During a work session last week, Chesterfield County Schools Superintendent Dr. Marcus J. Newsome said that the school system discovered that an “A” at one school in biology was a “C” at another; that within a school an “A” in biology was in fact a “D” in its English department.
During the work session, the Chesterfield County School Board was briefly updated by the county’s Grading Practices Committee on their efforts in assessing the benefits of standards-based grading – something the school system may integrate in years to come.
“We looked at that grading distribution itself. What we want is a child who moves from one school or one content area to the other to have consistency… We want one grade to measure that the value is consistent and not at the judgment of individuals to determine what their value is, but that it’s a universal standard,” said Dr. Newsome.

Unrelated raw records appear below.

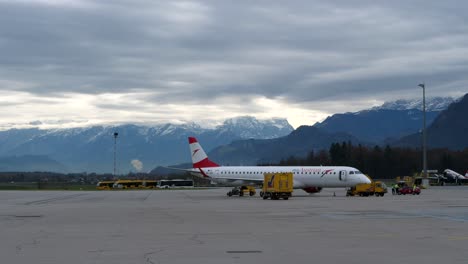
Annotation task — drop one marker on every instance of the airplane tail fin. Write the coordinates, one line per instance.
(199, 157)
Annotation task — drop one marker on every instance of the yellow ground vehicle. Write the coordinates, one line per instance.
(277, 185)
(247, 190)
(128, 184)
(365, 189)
(105, 185)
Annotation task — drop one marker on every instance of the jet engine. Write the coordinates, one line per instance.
(312, 189)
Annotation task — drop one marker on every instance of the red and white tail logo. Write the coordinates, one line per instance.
(199, 157)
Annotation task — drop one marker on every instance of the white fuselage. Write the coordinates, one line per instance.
(454, 175)
(304, 176)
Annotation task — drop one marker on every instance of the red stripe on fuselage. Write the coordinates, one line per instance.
(205, 163)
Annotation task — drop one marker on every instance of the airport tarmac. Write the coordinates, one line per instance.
(206, 226)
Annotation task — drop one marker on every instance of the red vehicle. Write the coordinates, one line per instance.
(409, 190)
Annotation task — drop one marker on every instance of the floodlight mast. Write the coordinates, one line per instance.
(423, 86)
(115, 151)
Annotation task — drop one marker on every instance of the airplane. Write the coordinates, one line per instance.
(308, 178)
(455, 176)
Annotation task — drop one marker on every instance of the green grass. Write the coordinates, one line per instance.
(28, 186)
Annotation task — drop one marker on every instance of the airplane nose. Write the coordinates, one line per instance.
(364, 179)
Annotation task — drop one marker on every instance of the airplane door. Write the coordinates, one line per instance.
(342, 176)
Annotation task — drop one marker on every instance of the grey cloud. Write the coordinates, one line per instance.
(197, 51)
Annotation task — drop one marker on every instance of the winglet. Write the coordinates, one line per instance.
(199, 157)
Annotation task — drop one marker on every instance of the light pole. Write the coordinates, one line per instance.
(422, 85)
(115, 151)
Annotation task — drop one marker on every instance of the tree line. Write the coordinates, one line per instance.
(383, 162)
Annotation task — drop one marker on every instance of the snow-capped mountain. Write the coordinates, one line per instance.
(91, 149)
(250, 127)
(390, 121)
(432, 104)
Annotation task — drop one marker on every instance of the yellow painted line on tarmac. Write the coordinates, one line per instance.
(457, 238)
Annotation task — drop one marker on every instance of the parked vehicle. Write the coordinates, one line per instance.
(409, 190)
(377, 188)
(277, 185)
(247, 190)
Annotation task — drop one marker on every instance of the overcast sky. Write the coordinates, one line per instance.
(81, 62)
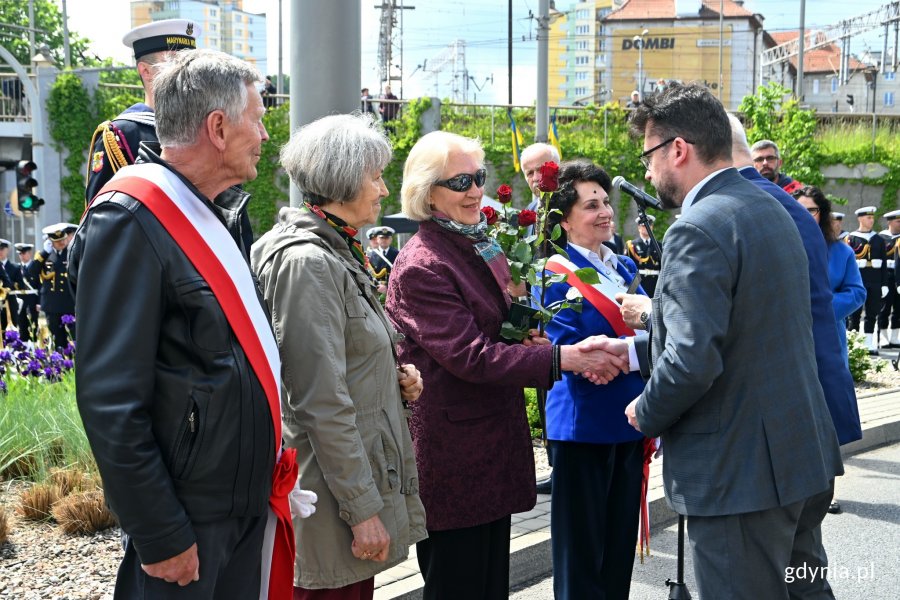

Representing the committee, and updating the School Board on their recent research and discussions on the matter, Dr. Jeremy Lloyd, director of curriculum and instruction forthe Chesterfield County school system, provided a brief overview of standards-based grading to the Board.
“The essence, I think, of standards-based grading is you set out at the beginning of the year or the beginning of the grading period, and you have certain things you want the students to accomplish.”
According to Dr. Lloyd’s presentation to the Board, elements of standards-based grading advocate that: a grade should communicate achievement; standards-based grading is appropriate with standards-based curriculum (SOLs); grades should be based on clearly defined performance standards; average grades need to be calculated appropriately; grades should support student learning.
One aspect Dr. Lloyd championed of the grading system was its impact on the consistency of grading assessments.
“Now consistency, when you talk about consistency,” he said, “that opens up a huge can of worms because even if teachers are grading the curriculum standards, they might give different tests that are not going to be exactly the same … They might have different methods for averaging the grades. There’s a lot of different ways that consistency can start to disappear.”
School Board Chair and Clover Hill District representative Dianne Pettitt commented on the issue as well: “We sometimes hear from parents about ‘my child moved from here to there in the county and all of a sudden their grades were impacted,” commenting that the school policy talks about implemeting common standards within the school system.
Dr. Lloyd said, the “bottom line” is that by next spring the committee hopes to have, after incorporating parents’ suggestions, recommendations for the School Board, but in the meantime are researching and considering the effect of standards-based grading in other school systems.